Due to the penalties involved in withdrawing money, IRAs tend to attract long-term investments, rather than the quick flip in stocks, options and cryptocurrencies that some investors turn to Robinhood for.
"We see evidence that the majority of our customers are primarily buy and hold," said Mr Tenev.
Robinhood, which is seeking a valuation of up to $35 billion in its IPO, has said it will allocate 20 per cent to 35 per cent of shares offered to its users, an unusual move for a high-profile offering.
One of the reasons many IPOs enjoy a first-day trading pop is because the retail investors that Robinhood has invited are excluded and must buy shares in the open market.
Robinhood unveiled its IPO Access platform earlier this year to enable users to buy into the IPOs of other companies if it can negotiate deals with the investment banks handling them.
Some individual investors are calling for a boycott of Robinhood's IPO on Reddit and other social media platforms over its handling of the "meme" stock-trading frenzy in January.
Robinhood placed restrictions on buying GameStop and other stocks that hedge funds had bet against, on grounds that the move was needed for the financial and operational stability of its platform.

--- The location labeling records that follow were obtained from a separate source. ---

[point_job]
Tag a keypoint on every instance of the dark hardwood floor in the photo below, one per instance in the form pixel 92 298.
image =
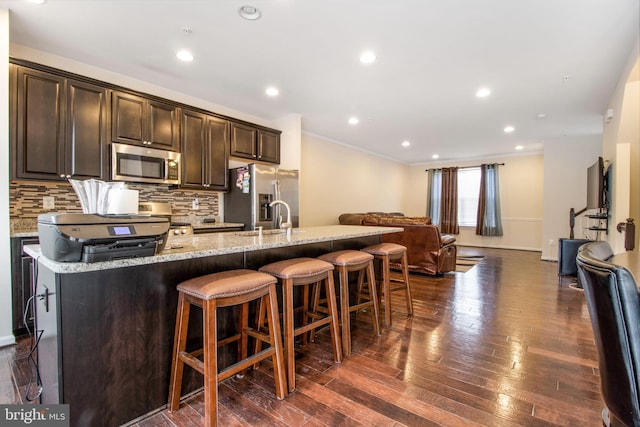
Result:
pixel 504 344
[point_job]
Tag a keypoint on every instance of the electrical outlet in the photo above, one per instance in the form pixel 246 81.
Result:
pixel 48 202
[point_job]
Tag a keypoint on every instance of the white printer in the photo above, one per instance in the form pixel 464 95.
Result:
pixel 76 237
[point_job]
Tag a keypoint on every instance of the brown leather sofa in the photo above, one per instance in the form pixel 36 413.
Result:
pixel 428 251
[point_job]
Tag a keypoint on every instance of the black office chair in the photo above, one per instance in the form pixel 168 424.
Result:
pixel 614 307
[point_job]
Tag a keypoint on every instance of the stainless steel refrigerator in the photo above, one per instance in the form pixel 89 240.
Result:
pixel 251 191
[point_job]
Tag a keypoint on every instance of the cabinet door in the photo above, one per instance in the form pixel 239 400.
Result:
pixel 163 125
pixel 193 148
pixel 218 154
pixel 243 141
pixel 268 146
pixel 38 115
pixel 127 118
pixel 85 153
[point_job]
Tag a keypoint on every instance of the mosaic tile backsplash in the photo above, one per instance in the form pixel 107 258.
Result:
pixel 25 201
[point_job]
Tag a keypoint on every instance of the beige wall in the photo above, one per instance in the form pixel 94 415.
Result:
pixel 335 179
pixel 521 193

It had invested in the stability of its platform to avoid another such incident, Mr Tenev said during the meeting.
Robinhood's popularity has grown over the past 18 months as a result of coronavirus-induced social restrictions that have kept many retail investors at home.

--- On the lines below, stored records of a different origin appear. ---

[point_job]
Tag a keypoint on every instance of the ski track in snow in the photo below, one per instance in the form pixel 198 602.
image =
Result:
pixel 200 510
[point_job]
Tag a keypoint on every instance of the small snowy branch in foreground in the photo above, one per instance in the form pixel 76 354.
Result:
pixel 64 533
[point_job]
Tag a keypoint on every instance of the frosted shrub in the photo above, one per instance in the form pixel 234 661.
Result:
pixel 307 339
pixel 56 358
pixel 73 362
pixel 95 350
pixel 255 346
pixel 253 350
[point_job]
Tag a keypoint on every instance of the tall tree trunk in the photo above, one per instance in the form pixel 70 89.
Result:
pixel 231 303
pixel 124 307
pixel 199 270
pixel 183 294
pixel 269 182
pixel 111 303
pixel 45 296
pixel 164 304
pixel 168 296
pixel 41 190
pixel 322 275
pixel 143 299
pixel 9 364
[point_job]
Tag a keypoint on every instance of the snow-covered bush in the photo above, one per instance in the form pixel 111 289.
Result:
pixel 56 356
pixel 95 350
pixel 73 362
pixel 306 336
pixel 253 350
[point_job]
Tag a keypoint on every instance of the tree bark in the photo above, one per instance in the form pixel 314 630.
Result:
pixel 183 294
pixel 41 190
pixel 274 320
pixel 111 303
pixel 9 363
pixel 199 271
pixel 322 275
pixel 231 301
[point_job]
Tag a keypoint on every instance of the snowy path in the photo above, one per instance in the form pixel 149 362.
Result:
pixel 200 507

It has said its mission is to "democratise finance for all" by allowing users to make unlimited commission-free trades in stocks, exchange-traded funds, options and cryptocurrencies.

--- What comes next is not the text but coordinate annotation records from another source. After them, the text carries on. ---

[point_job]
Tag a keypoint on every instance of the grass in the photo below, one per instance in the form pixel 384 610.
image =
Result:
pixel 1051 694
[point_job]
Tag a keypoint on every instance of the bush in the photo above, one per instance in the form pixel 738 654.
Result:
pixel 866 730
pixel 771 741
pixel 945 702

The broker has been criticised for relying on "payment for order flow" for most of its revenue, under which it receives fees from market makers for routing trades to them. However, it does not charge users for individual trades.
Critics argue the practice, which is used by many other brokers, creates a conflict of interest on the grounds that it incentivises brokers to send orders to whoever pays the higher fees.
Robinhood contends that it routes trades based on what is cheapest for its users, and that charging a commission would be more expensive. Chief financial officer Jason Warnick has left the door open for the company to change the practice if necessary.
"If a ban or other limitations on it were to be imposed, we believe Robinhood and the industry would adapt and explore other revenue sources," said Mr Warnick.
Robinhood was founded in 2013 by Stanford University roommates Mr Tenev and Baiju Bhatt, who will hold about two thirds of the voting power after the offering, a filing with the stock exchange showed.
Robinhood customer Minjie Xu, who works as a software engineer in Missouri, remained unimpressed after the presentation amid concerns that the offering is overpriced.
"This is not unique to them, as I think most IPOs are overpriced," Mr Xu said.